From the 1930 Commission report
It wasn’t just irksome when it came to ownership. During the 1920s Arabs would bring animals into the Kotel area during Jewish religious events and prayer. The commission notes; “Were the Moslems, on their side, authorised to sound the muezzin, to play music, to pass back and forth on the pavement before the Wall with their domestic animals during the Jewish religious ceremonies?” On holy days, Muslim religious officials encouraged their congregants to play Islamic music at the Kotel. The report notes: “Regarding the reinstitution of the muezzin and of the ceremony of Zikr; it was difficult for those who were not familiar with this latter ceremony to appreciate why it was particularly annoying for the Jews who went to pray before the Wailing Wall…All he could say on the subject was that, arising out of the incident of the screen in September 1928, the Arabs had conceived it to be their duty to emphasise their rights of ownership…Arabs to re-establish ceremonies which would prevent the Jews from carrying out their religious practices in a calm atmosphere.”
During the Ottoman era: Latrines and taxes
The British “status quo” was borrowed from 400 years of Ottoman rule in Jerusalem. During those centuries many Jews came to the city on pilgrimage. The Jewish quarter was situated overlooking the Kotel area, but divided from it by the Moroccan quarter that abutted the wall.

From The Decline of Eastern Christianity under Islam: From Jihad to Dhimmitude by Bat Ye’or.
In the “egalitarian” Ottoman era, when we have some images of Jewish men and women praying at the Kotel, the reality was not as utopian as it is present. Public toilets or latrines were constructed by the authorities next to the holy site, recalled visitors. Jews had to walk through sewage to pray, just as in the 1920s they had to navigate animals, sometimes mules, and their feces and people shouting and singing during their holy days.

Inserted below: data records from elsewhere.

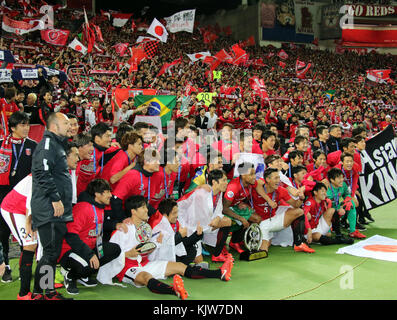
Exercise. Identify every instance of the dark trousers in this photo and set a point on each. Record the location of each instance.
(5, 238)
(51, 237)
(80, 268)
(223, 233)
(191, 252)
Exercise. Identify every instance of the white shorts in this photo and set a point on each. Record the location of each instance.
(270, 226)
(17, 224)
(155, 268)
(322, 227)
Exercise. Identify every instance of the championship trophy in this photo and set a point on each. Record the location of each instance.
(252, 241)
(143, 235)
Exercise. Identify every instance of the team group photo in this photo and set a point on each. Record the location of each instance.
(198, 150)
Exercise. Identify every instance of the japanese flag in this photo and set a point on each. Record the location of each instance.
(78, 46)
(199, 55)
(157, 30)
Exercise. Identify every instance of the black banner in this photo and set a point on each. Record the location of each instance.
(378, 183)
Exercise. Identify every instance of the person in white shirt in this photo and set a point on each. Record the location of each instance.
(212, 117)
(139, 271)
(124, 113)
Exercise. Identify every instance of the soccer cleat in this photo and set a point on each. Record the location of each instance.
(220, 258)
(362, 221)
(343, 240)
(37, 296)
(226, 253)
(7, 278)
(344, 224)
(227, 270)
(55, 296)
(357, 234)
(236, 246)
(70, 284)
(88, 282)
(360, 227)
(303, 247)
(369, 217)
(25, 297)
(58, 285)
(178, 287)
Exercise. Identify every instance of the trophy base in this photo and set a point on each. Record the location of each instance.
(253, 255)
(146, 247)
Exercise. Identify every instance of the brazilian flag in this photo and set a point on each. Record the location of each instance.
(330, 94)
(158, 106)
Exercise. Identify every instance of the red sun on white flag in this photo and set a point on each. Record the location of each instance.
(159, 30)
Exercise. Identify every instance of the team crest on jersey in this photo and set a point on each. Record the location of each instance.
(4, 163)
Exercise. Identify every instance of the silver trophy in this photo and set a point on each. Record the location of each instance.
(144, 235)
(253, 241)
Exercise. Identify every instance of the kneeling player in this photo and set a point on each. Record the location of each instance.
(277, 219)
(139, 271)
(318, 209)
(15, 209)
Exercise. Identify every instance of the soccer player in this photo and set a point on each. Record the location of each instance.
(176, 245)
(238, 203)
(132, 146)
(281, 217)
(323, 136)
(83, 250)
(319, 212)
(101, 135)
(342, 203)
(15, 164)
(140, 272)
(205, 207)
(137, 181)
(333, 142)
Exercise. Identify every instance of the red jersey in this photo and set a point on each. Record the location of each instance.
(316, 210)
(256, 147)
(237, 193)
(280, 196)
(227, 148)
(136, 182)
(351, 178)
(118, 163)
(87, 223)
(164, 184)
(8, 108)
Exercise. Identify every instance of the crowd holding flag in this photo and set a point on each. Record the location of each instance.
(157, 30)
(78, 46)
(181, 21)
(379, 76)
(158, 106)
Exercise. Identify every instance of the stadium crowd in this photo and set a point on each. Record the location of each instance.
(81, 175)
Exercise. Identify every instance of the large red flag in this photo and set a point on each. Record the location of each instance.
(137, 55)
(167, 66)
(301, 68)
(57, 37)
(282, 55)
(120, 48)
(240, 55)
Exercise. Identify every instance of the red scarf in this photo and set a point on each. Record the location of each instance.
(6, 158)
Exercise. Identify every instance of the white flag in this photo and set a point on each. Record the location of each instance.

The legacy of the Ottoman latrines at the wall continued through 1967. When Israelis came to the Wall just after the Six Day War Chaim Herzog recalled that “we found a toiled attached to it.”

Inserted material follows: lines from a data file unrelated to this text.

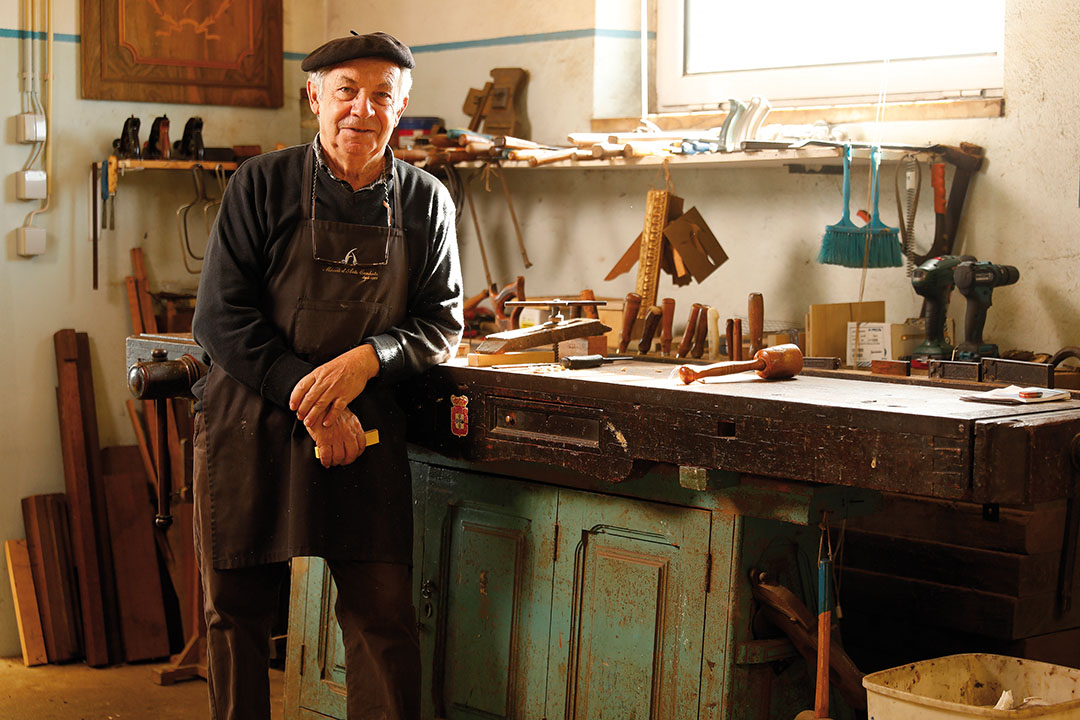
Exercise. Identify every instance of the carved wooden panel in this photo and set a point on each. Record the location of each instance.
(203, 52)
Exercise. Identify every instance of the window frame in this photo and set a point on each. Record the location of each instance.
(972, 77)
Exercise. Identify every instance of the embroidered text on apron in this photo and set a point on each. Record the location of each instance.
(270, 499)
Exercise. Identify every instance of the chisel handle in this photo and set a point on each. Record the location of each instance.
(698, 349)
(649, 329)
(667, 316)
(755, 311)
(691, 325)
(630, 308)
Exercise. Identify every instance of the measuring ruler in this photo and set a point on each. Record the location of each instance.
(652, 236)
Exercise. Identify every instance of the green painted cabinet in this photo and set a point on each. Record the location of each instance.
(532, 601)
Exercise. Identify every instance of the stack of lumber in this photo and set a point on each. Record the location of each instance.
(86, 580)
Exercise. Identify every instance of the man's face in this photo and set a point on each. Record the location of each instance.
(359, 108)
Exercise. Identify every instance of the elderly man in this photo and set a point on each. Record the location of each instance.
(332, 274)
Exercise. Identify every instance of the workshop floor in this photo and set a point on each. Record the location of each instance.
(125, 692)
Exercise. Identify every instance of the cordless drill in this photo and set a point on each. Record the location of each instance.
(976, 282)
(933, 281)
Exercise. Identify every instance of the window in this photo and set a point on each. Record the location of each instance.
(833, 52)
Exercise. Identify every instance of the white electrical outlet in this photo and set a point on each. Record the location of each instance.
(29, 241)
(30, 185)
(30, 127)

”When we visited the Wailing Wall we found a toilet attached to it…we decided to remove it and from this we came to the conclusion that we could evacuate the entire area in front of the Wailing Wall…a historical opportunity that will never return…We knew that the following Saturday, June 14, would be the Jewish festival of Shavouot and that many will want to come to pray…it all had to be completed by then.”

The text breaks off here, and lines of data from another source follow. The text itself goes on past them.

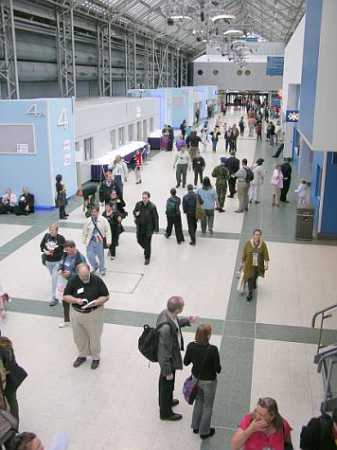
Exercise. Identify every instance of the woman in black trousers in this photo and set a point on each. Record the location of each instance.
(61, 197)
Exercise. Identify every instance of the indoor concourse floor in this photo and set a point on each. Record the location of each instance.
(266, 347)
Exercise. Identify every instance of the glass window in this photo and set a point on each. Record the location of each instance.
(88, 149)
(131, 132)
(139, 131)
(121, 136)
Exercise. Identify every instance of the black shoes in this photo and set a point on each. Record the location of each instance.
(210, 434)
(79, 361)
(172, 417)
(94, 364)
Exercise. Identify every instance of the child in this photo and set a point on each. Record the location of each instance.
(302, 193)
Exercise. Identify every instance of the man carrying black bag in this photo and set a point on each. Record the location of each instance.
(170, 345)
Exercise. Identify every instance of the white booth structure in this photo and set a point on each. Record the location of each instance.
(109, 126)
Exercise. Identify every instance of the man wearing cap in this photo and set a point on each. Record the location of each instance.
(87, 293)
(221, 174)
(255, 186)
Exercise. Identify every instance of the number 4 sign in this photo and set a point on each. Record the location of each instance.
(63, 119)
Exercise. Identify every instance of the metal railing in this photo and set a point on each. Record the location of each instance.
(324, 316)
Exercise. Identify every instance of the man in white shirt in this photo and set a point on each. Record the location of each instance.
(96, 236)
(181, 164)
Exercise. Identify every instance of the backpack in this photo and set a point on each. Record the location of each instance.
(249, 175)
(171, 207)
(149, 340)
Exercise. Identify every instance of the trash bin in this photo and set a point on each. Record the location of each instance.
(304, 224)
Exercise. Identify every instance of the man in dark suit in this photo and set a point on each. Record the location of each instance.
(147, 221)
(170, 345)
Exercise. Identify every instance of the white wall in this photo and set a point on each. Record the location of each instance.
(293, 60)
(292, 75)
(259, 48)
(98, 117)
(228, 78)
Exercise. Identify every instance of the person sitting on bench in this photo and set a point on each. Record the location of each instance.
(25, 204)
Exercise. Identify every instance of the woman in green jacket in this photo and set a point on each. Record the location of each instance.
(255, 258)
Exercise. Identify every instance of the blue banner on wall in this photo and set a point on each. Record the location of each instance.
(275, 65)
(292, 115)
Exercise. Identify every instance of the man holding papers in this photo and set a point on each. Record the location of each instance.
(87, 294)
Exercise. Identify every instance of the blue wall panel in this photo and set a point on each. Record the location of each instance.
(21, 170)
(310, 67)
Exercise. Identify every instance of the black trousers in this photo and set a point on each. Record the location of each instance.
(192, 224)
(144, 240)
(176, 223)
(252, 281)
(166, 388)
(198, 173)
(231, 185)
(62, 212)
(12, 402)
(285, 189)
(66, 309)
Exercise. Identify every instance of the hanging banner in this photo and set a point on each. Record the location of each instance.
(275, 66)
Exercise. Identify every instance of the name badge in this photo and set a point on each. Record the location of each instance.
(255, 259)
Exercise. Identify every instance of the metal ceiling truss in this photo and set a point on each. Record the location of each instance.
(66, 49)
(8, 59)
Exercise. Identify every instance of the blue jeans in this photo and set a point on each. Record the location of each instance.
(53, 266)
(95, 251)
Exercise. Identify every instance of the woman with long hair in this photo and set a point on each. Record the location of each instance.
(264, 428)
(206, 365)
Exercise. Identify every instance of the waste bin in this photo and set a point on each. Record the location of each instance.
(304, 224)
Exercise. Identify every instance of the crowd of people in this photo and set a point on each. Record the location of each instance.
(77, 280)
(21, 205)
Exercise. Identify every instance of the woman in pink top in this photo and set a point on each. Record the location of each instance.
(263, 429)
(277, 184)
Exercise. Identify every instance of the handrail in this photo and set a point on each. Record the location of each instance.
(318, 313)
(324, 316)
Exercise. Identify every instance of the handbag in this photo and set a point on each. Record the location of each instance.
(199, 210)
(98, 231)
(191, 387)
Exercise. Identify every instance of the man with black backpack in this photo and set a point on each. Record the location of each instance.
(174, 217)
(244, 177)
(170, 345)
(320, 433)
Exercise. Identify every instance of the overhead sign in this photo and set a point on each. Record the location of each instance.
(292, 115)
(275, 65)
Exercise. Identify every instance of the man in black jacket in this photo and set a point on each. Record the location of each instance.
(189, 208)
(286, 172)
(320, 433)
(233, 165)
(106, 187)
(147, 221)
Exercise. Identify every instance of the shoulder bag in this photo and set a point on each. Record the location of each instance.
(98, 231)
(199, 210)
(191, 388)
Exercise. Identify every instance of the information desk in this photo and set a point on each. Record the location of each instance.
(100, 165)
(154, 139)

The toilet is mentioned in many accounts after 1967 when Israeli authorities went to the Wall and before they bulldozed the Maghrebi area to make way for the current Kotel plaza.
But sewage, animals, animal dung, clanging, and noise were not the only thing Jews walked through to get to the Kotel and had to listen to while they prayed before 1967. During the Ottoman era they also had to pay special taxes just to visit their holy site. Ofer Aderet notes at Haaretz: “The Jews had to pay a tax to the Ottoman authorities in return for a visit to the Wall, and also had to pay the leaders of the adjacent Mughrabi neighborhood, whose residents had a tendency to harass Jewish worshipers. The physical conditions in the vicinity were not exactly inviting: The prayer area was small and lacked any shelter from the elements. Worshipers were thus exposed to the broiling sun in the summer, and to cold and wet weather in winter. Visitors also encountered many Jewish and Muslim beggars, who crowded the alleys leading to the area; broken stones were scattered about, along with refuse and excreta of donkeys and camels.”